It appears as if all the information you originally have (we'll get to inferences later) is as follows:

No E are F, so: E :dblline: F

All F are G, so: F :arrow: G

All G are H, so: G :arrow: H

From this, you cannot infer E :dblline: G. All F are G, but there could be additional G's that are not F. Those G's, because they aren't F, are allowed to be E. So E and G could overlap (though they certainly don't have to).

Not E :some: G can be inferred from the information you gave as long as you know, for instance, that there is at least one thing that is F. That thing is also G, via the conditional. But, being F, that thing can't be E, via the Double-Not Arrow.
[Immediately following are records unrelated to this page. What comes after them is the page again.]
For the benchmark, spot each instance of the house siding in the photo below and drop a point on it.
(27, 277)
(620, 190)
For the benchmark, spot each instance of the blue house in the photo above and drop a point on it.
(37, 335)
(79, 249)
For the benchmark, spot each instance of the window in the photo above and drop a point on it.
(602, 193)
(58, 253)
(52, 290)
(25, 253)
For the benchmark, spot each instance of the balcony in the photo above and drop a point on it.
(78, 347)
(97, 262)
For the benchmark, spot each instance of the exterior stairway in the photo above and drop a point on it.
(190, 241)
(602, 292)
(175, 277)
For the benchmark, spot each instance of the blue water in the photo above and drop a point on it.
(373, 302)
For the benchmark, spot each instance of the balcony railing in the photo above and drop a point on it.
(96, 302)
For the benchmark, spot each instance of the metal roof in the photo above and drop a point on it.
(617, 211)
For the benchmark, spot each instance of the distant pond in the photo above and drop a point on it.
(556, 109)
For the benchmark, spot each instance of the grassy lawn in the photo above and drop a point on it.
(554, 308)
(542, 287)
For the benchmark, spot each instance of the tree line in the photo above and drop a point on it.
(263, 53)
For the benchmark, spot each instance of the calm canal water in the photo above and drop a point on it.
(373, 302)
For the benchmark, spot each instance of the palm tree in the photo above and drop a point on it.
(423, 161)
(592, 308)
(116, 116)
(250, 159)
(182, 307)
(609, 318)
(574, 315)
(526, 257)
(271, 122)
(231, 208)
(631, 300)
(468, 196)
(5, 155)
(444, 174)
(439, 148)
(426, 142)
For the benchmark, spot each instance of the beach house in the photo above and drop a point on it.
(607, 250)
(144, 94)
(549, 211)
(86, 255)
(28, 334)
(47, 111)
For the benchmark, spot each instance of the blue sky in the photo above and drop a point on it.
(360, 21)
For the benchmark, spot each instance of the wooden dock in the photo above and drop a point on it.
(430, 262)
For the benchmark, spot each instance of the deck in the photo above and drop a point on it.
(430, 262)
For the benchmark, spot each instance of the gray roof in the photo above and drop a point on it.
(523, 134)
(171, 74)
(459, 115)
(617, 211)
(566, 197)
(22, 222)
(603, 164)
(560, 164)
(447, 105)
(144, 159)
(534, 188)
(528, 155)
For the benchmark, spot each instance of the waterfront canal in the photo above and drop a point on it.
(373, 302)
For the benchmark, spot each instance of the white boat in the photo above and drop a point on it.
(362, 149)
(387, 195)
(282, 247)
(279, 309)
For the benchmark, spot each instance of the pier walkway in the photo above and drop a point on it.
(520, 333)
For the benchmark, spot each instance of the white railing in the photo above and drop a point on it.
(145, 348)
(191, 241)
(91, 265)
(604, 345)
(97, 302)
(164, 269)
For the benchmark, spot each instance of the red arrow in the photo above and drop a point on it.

So there is something that is F, and G, but not E. So something out there is G and Not E at the same time, which is what your inference says.

Robert Carroll


Hi Robert,

I surely understand your explain that "From this, you cannot infer E :dblline: G. All F are G, but there could be additional G's that are not F. Those G's, because they aren't F, are allowed to be E. So E and G could overlap (though they certainly don't have to)."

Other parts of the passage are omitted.